En el marco de la Semana Santa, la Villa de Zaachila celebra una de sus tradiciones más emblemáticas: la festividad de “Los Concheros”, una expresión cultural que fusiona la fe católica con las raíces zapotecas y fortalece la vida comunitaria del municipio.
Año con año, los integrantes de los comités de templos católicos y parroquias se organizan para emprender la búsqueda de la llamada “disciplina”, una planta que crece en las copas de los árboles y que es fundamental para la ornamentación de los recintos religiosos durante esta temporada.
Su recolección implica un recorrido que inicia días antes hacia regiones como la Sierra Norte y la Sierra Mazateca, incluyendo zonas de Villa Sola de Vega, Santa María Chilchotla, Huautla de Jiménez e incluso del estado de Puebla.
La Semana Santa en Zaachila inicia con la recepción de “Los Concheros”, quienes, convocados por el sonido del caracol marino, regresan con juncos, orquídeas, azucenas y la tradicional “disciplina”, elementos con los que se engalanan los templos y se recrea, desde una visión comunitaria, el significado del “nacimiento a la vida eterna de Jesús”.

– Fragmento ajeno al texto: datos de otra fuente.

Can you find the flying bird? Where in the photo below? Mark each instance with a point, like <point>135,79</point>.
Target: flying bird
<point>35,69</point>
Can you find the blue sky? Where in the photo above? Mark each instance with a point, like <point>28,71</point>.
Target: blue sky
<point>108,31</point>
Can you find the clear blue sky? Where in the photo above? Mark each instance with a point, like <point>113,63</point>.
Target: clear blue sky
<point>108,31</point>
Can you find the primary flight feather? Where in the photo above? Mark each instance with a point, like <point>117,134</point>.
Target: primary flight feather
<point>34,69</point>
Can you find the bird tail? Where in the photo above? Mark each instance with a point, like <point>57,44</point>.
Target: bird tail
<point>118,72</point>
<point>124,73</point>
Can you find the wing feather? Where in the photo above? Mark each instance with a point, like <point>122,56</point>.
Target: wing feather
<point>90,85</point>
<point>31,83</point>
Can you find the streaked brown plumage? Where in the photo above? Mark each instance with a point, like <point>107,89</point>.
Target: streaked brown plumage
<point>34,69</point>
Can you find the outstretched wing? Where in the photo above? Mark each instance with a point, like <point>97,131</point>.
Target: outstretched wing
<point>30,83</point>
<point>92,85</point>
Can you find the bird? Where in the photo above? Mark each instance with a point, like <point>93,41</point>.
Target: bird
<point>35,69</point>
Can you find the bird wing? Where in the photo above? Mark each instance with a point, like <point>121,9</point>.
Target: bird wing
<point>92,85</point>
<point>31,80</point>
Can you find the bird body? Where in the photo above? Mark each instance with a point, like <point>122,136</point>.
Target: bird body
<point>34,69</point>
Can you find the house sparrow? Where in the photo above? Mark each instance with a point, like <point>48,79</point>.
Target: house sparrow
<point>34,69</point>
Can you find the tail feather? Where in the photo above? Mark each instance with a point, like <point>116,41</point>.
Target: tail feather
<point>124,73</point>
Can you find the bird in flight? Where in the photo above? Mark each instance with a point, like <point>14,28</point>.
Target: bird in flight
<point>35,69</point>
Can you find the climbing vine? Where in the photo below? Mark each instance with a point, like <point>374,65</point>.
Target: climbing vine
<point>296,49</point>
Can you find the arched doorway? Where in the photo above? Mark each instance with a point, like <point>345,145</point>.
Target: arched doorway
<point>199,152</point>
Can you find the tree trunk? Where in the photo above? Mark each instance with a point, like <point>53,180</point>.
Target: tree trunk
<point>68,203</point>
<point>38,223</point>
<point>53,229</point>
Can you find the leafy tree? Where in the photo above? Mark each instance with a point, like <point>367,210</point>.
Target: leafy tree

Cena comunitaria de barrios
Como parte de esta tradición, el Lunes Santo se lleva a cabo la cena comunitaria en la mayoría de los barrios —con excepción de San Sebastián y La Soledad, que la realizan el Martes Santo—.
Durante esta convivencia nocturna, familias enteras se reúnen en parajes como “La Regadera” y “El Tunillo”, donde comparten alimentos como guajolote hervido, huevos duros, tejate, así como otros platillos tradicionales. La música de banda, el mezcal y los bailes regionales como jarabes y chilenas forman parte esencial de este encuentro.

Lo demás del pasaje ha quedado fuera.